D’après une étude France-Québec effectuée auprès de 119 entreprises s’étant tournées vers l’écoconception et à laquelle MM. Plouffe et Lanoie ont pris part, 45 % d’entre elles soutiennent que l’écoconception de leurs produits a eu un effet positif sur leurs profits. Et 51 % rapportent que l’effet a été neutre.

Autre avantage pour les sociétés qui migrent vers l’économie de services : elle est associée à une plus grande satisfaction des consommateurs, qui tendent à demeurer plus fidèles à l’entreprise.

«Les consommateurs profitent d’une réduction des coûts globaux, d’une tranquillité d’esprit et d’un accès à des produits ou services personnalisés qu’ils ne pourraient pas s’offrir à eux seuls», déclare Sébastien Sauvé, professeur de chimie à l’Université de Montréal et directeur scientifique de l’Institut de l’environnement, du développement durable et de l’économie circulaire (EDDEC).

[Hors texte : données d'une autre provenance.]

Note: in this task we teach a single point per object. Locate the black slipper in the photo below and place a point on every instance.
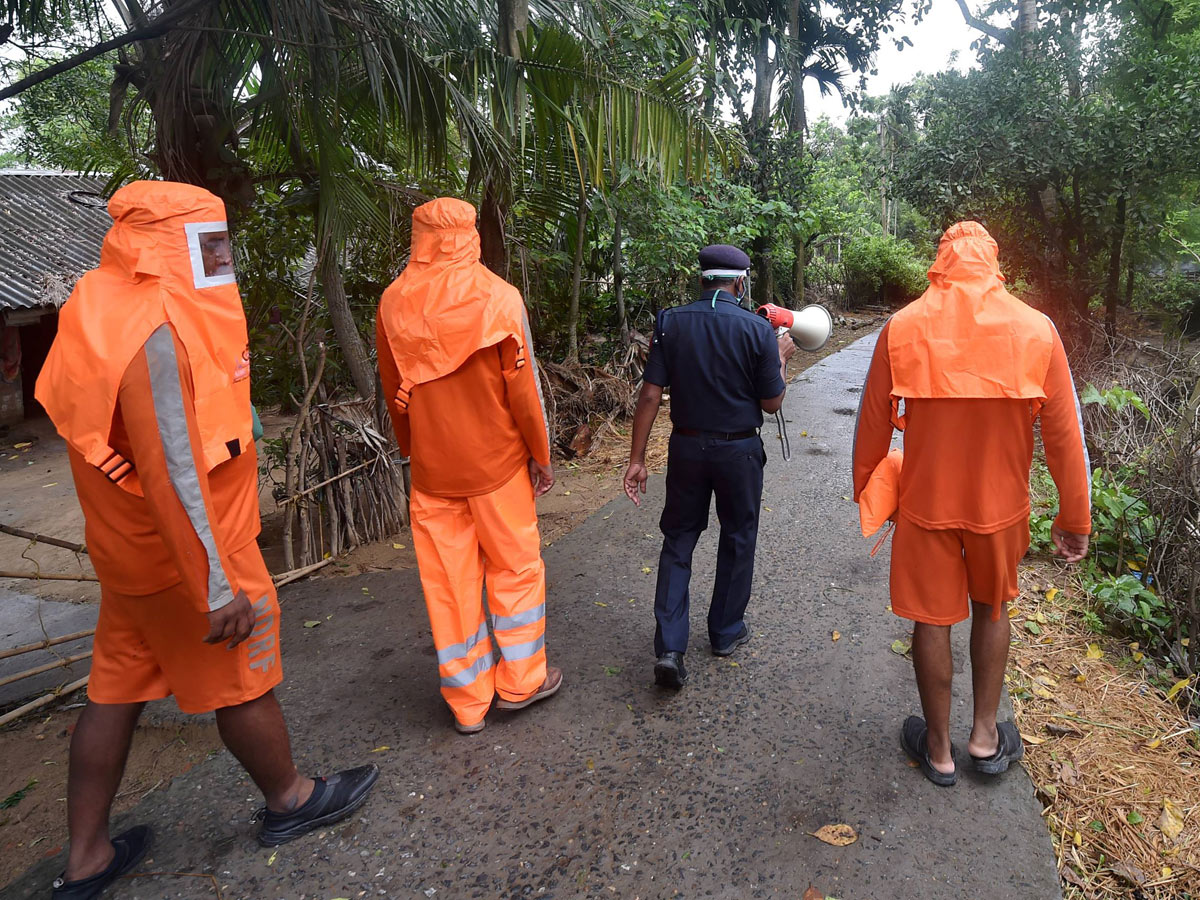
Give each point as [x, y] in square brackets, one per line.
[129, 847]
[1009, 749]
[333, 799]
[915, 739]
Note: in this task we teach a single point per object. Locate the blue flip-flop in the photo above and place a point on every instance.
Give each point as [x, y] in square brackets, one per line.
[1009, 748]
[129, 847]
[915, 739]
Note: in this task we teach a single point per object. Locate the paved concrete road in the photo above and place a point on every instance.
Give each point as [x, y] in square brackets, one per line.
[615, 789]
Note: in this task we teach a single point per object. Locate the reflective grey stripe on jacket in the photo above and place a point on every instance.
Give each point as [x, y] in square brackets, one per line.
[537, 376]
[177, 448]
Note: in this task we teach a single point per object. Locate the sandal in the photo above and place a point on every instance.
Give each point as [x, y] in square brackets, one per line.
[915, 739]
[1009, 748]
[549, 689]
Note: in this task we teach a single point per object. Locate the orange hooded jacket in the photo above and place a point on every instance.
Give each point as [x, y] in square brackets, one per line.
[975, 367]
[151, 271]
[456, 361]
[148, 381]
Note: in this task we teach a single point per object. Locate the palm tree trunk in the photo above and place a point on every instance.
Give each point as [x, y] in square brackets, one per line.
[797, 125]
[760, 135]
[354, 352]
[581, 235]
[1111, 291]
[618, 280]
[513, 18]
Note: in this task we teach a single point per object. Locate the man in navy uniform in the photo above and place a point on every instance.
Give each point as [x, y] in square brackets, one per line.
[725, 367]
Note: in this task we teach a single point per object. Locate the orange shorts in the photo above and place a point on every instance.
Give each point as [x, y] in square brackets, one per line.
[934, 573]
[153, 646]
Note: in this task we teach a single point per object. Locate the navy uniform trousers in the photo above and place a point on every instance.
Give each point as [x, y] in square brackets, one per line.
[699, 468]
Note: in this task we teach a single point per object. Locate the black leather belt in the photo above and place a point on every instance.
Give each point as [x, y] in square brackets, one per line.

De fait, des études ont démontré que les produits offerts sur le modèle de l’économie de services diminuent de 25 à 30 % les coûts pour les clients, grâce à des gains dérivés de l’achat initial, de l’entretien et des réparations.

Le paradoxe de l’économie de services

Malgré les études qui font ressortir les avantages liés à l’économie de services, la proportion d’entreprises qui y adhèrent tend à demeurer autour de 30 %, selon une étude datant de 2011 faite auprès de 10 000 sociétés cotées en Bourse.

Ce sont surtout les grandes entreprises qui semblent y trouver leur compte. Et toutes les expériences ne sont pas nécessairement fructueuses. Ainsi, une étude montre que la valeur et la rentabilité d’une société augmentent uniquement lorsque la part des services dépasse la masse critique de 20 à 30 % du total des ventes.

C’est d’ailleurs le cas de Michelin au Canada, où la demande de pneus de location n’est pas suffisante, comparativement au marché européen.

«Posséder, au lieu d’utiliser, semble encore très valorisé : bon nombre de consommateurs sont toujours très attirés vers la propriété privée, mais cela devrait changer avec les nouvelles générations», fait remarquer Daniel Normandin, directeur général de l’Institut de l’EDDEC.

Selon lui, l’économie de partage connaît un essor fulgurant grâce aux applications mobiles, et la tendance serait irréversible.

«Les jeunes sont de plus en plus nombreux à se détacher de l’idée que, par exemple, la possession d’une auto est révélatrice du statut social d’un individu, ajoute Paul Lanoie. Le partage d’un véhicule – comme le proposent UberX, Communauto ou Car2GO – constitue l’un des éléments qui feront partie d’une gamme de moyens de transport dans l’avenir.»

Collaboration spéciale pour le journal Le Devoir du 2 avril 2016.